Foi nesse contexto e no meio de um auditório lotado que ele teve a coragem de se assumir homossexual. Atitude que depois o motivou a voltar para casa com o compromisso de lutar pelos LGBTs dentro e fora da Polícia Civil. Hoje, além de delegado e militante pelo PSOL, partido pelo qual concorreu a deputado federal em 2018 e estudou a possibilidade de se candidatar a prefeito neste ano, é membro fundador da Renosp (Rede Nacional de Operadores de Segurança Pública LGBTI) e recebe, acompanha e encaminha ocorrências de crimes de LGBTfobia para o DAGV (Departamento de Atendimento a Grupos Vulneráveis), em Aracaju.

E não é só: Mário ainda é membro do Movimento Nacional de Policiais Antifascismo e, com o seu trabalho, busca subsidiar com informações sobre ocorrências em Sergipe a Antra (Articulação Nacional de Travestis e Transexuais) e o GGB (Grupo Gay da Bahia), responsável por emitir anualmente um relatório de estáticas sobre assassinatos de pessoas LGBT no Brasil.

Em 2010, Mário, com outros agentes LGBT, fundou a Renosp.

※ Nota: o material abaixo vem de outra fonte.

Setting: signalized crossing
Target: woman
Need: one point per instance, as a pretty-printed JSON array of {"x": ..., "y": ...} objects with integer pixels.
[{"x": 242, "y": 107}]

A rede foi criada com o objetivo de enfrentar e combater a LGBTfobia institucional nos órgãos de segurança pública do país e garantir a liberdade de orientação sexual e de identidade de gênero no âmbito da segurança pública.

"No último ano do governo Lula, fui convidado para participar de um grupo de trabalho sobre segurança pública LGBT. Foi então promovido o primeiro encontro nacional de trabalhadores da segurança assumidamente LGBTs. Algo histórico, pois na ocasião foram expostos casos de preconceito, assédio e perseguição sofridos por diversos colegas das carreiras policiais", conta.

"A partir daí, sentimos a necessidade de fundar a nossa rede. De lá para cá, estabelecemos parcerias com ONGs relacionadas à nossa militância, nos comunicamos com a sociedade e acompanhamos denúncias."

Por uma polícia mais cidadã

Com a repercussão do seu trabalho, em grande parte voluntário, Mário aproveita a visibilidade para ajudar LGBTs que se encontram em dificuldade, com atenção especial à periferia.

"Por conta da militância política junto aos movimentos sociais, tive a oportunidade de ser voluntário na ocupação Beatriz Nascimento, do MTST (Movimento dos Trabalhadores Sem Teto). Existe por lá uma rua inteira de LGBTs que sofreram bullying, foram expulsos de casa, explorados sexualmente e impedidos de ingressar no mercado de trabalho", diz.

É nesse contexto que ele expõe como acha que a polícia deveria atuar. "Precisamos ser uma polícia mais cidadã e comunitária. Segurança pública é diferente de Forças Armadas. Nós resolvemos conflitos da sociedade, e essa lógica da guerra não se aplica ou não deveria ser aplicada, pois são os inocentes que acabam como inimigos a serem combatidos", diz Mário.

"Buscamos impor respeito pelo nosso trabalho, não pelo medo."